When I began working on the Bank of North America collection in August, I was pleasantly surprised by the prevalence of ink blots within the ledgers I was cleaning and consolidating. As I collected these dark, obscure visions, I began to see them as evidence of the original bank clerk’s humanity – his unavoidable errs in writing and his inability to produce a completely perfect manuscript despite the obvious mastery of his writing implement.
This humanity allows the ledger to be not only a record of account information, but a bridge across space and time. I, and any researcher who may page the volume upon completion of the project, am a direct witness to an occurrence of two hundred years ago, when a bank clerk lost control of the flow of his ink.

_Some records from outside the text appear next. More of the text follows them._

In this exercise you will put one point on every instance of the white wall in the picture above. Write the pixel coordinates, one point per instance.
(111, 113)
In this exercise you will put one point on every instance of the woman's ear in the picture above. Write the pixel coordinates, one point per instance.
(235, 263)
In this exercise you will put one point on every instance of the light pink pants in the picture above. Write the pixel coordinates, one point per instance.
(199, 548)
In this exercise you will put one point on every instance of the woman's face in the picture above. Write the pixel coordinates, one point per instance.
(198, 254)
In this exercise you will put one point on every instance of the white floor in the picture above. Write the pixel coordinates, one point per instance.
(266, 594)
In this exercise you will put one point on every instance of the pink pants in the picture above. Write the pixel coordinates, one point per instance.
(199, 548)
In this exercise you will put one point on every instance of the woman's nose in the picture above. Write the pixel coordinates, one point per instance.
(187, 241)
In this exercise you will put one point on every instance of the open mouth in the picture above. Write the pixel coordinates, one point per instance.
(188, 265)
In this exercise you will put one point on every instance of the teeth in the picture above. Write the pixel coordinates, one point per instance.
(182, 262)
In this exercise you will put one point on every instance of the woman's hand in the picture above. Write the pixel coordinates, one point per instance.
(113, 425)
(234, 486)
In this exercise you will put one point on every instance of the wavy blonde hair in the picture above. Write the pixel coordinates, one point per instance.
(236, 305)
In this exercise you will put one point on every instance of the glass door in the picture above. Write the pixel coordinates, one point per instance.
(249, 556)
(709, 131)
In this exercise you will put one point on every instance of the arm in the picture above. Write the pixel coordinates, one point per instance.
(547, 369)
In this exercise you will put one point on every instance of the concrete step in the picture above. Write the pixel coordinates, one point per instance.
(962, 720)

Quickly I considered these “flaws” to be one of the most beautiful elements of the ledgers in the collection, and I looked forward to each new discovery.
Naturally, the imagery entices one to draw an immediate connection to the image-based test we all know and love that brought ink blots to the forefront of psychiatry – the Rorschach test. However, I must admit that when discovering these dark and strange mirrored images the Rorschach test is the last thing on my mind.

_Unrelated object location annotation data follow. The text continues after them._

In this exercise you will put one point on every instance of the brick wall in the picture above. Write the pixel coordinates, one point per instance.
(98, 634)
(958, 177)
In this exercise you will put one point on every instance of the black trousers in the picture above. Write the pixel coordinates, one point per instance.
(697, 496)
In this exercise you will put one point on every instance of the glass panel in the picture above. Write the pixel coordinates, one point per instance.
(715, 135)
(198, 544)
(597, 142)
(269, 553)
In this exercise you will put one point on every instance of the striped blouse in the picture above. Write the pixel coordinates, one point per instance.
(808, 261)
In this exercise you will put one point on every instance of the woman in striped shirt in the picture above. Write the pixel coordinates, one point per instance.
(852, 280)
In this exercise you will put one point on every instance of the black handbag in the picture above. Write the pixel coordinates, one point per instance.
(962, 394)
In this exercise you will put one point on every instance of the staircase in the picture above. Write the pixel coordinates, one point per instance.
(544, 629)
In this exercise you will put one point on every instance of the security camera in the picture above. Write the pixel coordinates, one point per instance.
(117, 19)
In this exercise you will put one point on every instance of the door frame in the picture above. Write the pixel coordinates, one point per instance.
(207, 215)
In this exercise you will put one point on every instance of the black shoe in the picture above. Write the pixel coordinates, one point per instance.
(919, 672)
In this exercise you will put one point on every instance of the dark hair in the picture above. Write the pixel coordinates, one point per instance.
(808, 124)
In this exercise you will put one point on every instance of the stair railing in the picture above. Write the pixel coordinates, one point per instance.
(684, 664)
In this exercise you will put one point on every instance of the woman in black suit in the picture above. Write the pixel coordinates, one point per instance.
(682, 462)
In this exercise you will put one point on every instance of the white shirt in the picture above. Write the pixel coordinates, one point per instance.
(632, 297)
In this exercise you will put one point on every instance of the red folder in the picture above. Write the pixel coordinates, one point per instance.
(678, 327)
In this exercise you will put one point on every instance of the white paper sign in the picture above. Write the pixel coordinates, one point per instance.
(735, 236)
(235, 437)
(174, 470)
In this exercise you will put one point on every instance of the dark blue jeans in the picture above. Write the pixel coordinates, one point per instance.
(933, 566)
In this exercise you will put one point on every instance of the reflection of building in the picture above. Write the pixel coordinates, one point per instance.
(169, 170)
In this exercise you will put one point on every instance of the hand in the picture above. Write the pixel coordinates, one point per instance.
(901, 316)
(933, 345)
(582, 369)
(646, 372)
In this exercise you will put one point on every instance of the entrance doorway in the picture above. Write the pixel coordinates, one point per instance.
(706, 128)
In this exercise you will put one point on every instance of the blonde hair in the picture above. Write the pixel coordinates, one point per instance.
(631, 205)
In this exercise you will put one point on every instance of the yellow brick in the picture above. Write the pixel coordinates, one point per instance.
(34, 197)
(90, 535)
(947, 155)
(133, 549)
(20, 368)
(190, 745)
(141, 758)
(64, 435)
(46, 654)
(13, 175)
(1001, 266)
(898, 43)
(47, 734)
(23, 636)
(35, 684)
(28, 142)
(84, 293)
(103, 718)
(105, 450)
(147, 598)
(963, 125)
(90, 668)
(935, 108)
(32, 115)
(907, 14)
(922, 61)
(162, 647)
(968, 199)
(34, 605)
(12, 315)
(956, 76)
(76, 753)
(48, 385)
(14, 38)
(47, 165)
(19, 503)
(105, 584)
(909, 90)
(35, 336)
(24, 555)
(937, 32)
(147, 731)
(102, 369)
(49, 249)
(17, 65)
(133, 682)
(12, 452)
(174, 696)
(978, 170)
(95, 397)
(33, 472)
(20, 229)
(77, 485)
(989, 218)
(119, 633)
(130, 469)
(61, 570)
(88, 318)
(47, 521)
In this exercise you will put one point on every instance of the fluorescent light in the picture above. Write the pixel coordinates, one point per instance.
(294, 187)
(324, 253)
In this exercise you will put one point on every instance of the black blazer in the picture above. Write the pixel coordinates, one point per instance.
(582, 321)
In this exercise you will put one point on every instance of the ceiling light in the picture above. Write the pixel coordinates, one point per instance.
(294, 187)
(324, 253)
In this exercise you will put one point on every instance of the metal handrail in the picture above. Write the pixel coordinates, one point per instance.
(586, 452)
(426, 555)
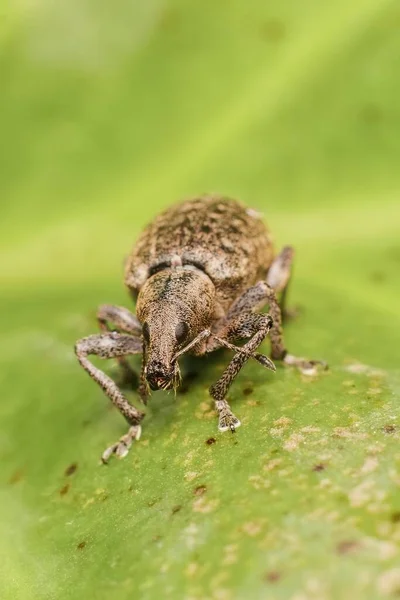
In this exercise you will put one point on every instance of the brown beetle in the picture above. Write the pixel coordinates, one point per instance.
(199, 272)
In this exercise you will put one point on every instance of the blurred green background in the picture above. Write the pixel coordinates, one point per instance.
(108, 113)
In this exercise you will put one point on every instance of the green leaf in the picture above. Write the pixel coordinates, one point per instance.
(107, 116)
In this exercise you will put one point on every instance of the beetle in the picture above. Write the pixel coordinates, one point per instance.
(198, 274)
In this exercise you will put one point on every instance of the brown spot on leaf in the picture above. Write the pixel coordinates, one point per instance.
(71, 469)
(347, 546)
(318, 467)
(200, 490)
(272, 576)
(64, 490)
(389, 428)
(247, 391)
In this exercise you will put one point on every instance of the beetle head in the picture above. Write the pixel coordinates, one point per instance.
(173, 306)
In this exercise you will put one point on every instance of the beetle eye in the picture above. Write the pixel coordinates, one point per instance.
(146, 332)
(181, 332)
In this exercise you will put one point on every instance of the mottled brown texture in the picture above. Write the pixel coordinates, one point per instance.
(222, 237)
(199, 272)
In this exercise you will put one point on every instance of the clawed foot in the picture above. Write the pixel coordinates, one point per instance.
(227, 420)
(307, 367)
(121, 448)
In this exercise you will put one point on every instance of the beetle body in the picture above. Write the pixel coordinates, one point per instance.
(198, 273)
(219, 236)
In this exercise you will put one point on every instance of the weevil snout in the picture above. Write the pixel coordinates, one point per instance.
(162, 377)
(158, 377)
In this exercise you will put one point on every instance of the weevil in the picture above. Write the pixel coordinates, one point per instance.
(198, 274)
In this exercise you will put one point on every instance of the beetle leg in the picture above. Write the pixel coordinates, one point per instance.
(279, 277)
(255, 298)
(112, 345)
(111, 317)
(227, 419)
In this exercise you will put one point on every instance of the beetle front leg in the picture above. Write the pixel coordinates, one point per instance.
(112, 345)
(255, 298)
(227, 419)
(111, 317)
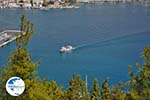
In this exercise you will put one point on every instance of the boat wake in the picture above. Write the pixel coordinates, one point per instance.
(115, 40)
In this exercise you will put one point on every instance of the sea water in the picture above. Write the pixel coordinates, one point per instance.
(107, 38)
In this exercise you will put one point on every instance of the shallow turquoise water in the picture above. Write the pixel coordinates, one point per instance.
(110, 37)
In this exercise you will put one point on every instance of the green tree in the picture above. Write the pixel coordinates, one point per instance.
(95, 91)
(27, 29)
(77, 89)
(140, 82)
(106, 93)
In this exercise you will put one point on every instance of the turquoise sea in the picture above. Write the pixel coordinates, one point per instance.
(108, 37)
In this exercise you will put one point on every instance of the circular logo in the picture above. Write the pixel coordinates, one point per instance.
(15, 86)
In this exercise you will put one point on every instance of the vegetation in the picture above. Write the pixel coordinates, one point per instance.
(20, 64)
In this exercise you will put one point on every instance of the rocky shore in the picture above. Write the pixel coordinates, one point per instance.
(35, 5)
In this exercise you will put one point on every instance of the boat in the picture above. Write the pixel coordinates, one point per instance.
(67, 48)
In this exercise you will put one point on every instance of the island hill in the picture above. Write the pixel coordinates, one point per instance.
(36, 4)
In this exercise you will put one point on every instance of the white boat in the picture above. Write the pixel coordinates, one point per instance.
(66, 49)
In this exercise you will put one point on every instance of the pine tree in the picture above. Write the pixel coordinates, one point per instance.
(95, 91)
(106, 93)
(140, 82)
(77, 89)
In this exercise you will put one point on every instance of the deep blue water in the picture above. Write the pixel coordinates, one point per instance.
(109, 37)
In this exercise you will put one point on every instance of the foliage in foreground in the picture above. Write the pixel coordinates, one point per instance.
(20, 64)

Instead, I wonder about the bank clerk responsible for this ink blot. Was he frustrated with himself for marring what was otherwise a perfect page? Or did he, like me, pause for a moment to witness the beauty of the image growing before him, the dark conquering the light?
Did he return to the page after closing it, to revel in the mirror image formed on the opposing page? Did he imagine the same characters, animals, and narratives in these shapes as I, two hundred years later?